- Born: 1964 Strood, Kent, England
- Died: 1 March 2025 (aged 60–61)
- Known for: Artist's books, zines, mail art, DIY publishing
- Notable work: Die-Cut Plug Wiring Diagram Book

= Mark Pawson =

British artist (1964–2025)

Mark Pawson (1964–1 March 2025) was a British artist known for his prolific output of handmade ephemera, artist's books, zines, badges, and prints. A self-described "image junkie" and "photocopier fetishist," Pawson was a central figure in the UK’s DIY art scene and mail art movement, celebrated for his innovative use of low-tech printing methods and his commitment to accessible, affordable art.

== Early life and education ==
Mark Pawson was born in Strood, Kent, England. England, in 1964. His parents June Illingworth and David Pawson moved to Lymm, Cheshire, where he and his brother Daniel and sister Frances were raised. Pawson attended Lymm Grammar School before studying sociology at City University, graduating in 1986. He moved to East London in 1982 and remained based there throughout his life. Pawson did not attend art school, instead developing his practice independently through experimentation and participation in underground art networks.

== Career ==
Pawson discovered mail art in 1980 at the age of 17. He cited Ray Johnson as an influence on his deep involvement with the international mail art network. He began producing artist's books and multiples in the mid-1980s. His work often incorporated recycled materials, rubber stamps, photocopies, and the Japanese Print Gocco system. He was known for organizing “free-stuff” parties and producing humorous, satirical stickers and badges. The author of Badge Button Pin stated that:

"If it contained no work by Mark Pawson, the present volume would be like a book on Italian Renaissance art that makes no mention of Leonardo Da Vinci."
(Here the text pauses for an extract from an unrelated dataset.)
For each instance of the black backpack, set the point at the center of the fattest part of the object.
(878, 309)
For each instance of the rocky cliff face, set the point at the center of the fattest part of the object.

Bookmaker Erica Van Horne stated:

"Over the last thirty years Simon [Cutts] and I did a huge number of book-making workshops. We also made numerous talks and presentations about Coracle books, and about producing and publishing books in general. We never did a presentation without mentioning Mark Pawson."

Pawson's notable publications include:
- Small Plastic Babies (1987)
- Mark's Little Book About Kinder Eggs (1989), which he self-published over 6,000 copies of.
- Eco-frenzy; recycling and ecology symbols (1992)
- Clip-on Plastic Moustaches (1992)
- Die-Cut Plug Wiring Diagram Book (1992)
- The Address Is The Art (2003) an artist's book comprising envelopes Pawson had received in the mail over the course of two decades.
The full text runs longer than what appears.